Without being oppressed by distinguished talents, as painting was by Le Brun, the progress of sculp ture was restrained by the mediocrity of the artists of the present age, who long kept it in ignoble slavery. Their pupils have once more restored the art to its former liberty, in spite of the obstinate resistance of their masters.

As in painting and architecture, so the first French sculptors, Sarrazin, Germain, Pilon, and particularly Jean Gougeon, were far superior to the Italians, their masters.

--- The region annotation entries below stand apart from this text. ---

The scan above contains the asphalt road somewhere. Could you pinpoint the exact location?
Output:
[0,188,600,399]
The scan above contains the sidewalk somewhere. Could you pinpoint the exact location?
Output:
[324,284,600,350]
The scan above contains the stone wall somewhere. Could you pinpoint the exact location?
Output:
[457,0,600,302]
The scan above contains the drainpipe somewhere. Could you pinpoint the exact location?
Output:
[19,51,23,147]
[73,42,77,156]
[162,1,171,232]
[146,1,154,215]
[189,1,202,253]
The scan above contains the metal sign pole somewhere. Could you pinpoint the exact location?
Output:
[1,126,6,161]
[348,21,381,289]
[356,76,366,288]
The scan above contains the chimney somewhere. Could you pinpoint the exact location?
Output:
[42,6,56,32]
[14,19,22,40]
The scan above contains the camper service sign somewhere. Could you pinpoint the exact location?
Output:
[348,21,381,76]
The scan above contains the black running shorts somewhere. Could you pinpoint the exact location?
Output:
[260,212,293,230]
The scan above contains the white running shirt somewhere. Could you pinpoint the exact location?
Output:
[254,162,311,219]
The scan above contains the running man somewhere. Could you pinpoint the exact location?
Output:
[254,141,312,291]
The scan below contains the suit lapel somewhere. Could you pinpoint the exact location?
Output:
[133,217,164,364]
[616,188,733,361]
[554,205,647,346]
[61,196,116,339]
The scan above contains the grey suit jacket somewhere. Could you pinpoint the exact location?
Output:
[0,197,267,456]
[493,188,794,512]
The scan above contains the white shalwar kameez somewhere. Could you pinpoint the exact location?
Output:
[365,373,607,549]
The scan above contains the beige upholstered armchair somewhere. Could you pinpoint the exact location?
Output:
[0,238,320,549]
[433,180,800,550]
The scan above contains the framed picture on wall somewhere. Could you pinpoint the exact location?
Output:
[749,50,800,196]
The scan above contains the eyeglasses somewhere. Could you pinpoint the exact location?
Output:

But the art, which began to droop under Louis XIII, still farther declined during the reign of his successor. The sculpture of the gate of St. Denis is the only production worthy of notice during the reign of Louis XIV, when it appeared at a lower ebb even than the others. The want of freedom in the designs of the sculptors greatly contributed to that effect; as a proof of which we find, that Le Puget preferred the the free exercise of his genius at Marseilles to the servitude of Versailles. It was during the reign of Louis XV that sculpture descended to the lowest state of degradation. From this state it was, however, raised during the reign of his successor. The revolution which had commenced in painting was seconded by different sculptors, who shook off a humiliating yoke, and their independence was announced by the statues of Voltaire, Bossuet, Pascal, La Fontaine, and particularly the fe male bathing (by M. Julien), which might justly be esteemed the workmanship of a Grecian artist.

Such was the state of the art in 1789; but sculpture sustained great shocks by the destruction of the noble and rich by the revolution. From this order of things, however, which threatened it with utter ruin, proceeded the greatest encouragement it has received for a century; this was the re-execution of all the sculpture of the Pantheon.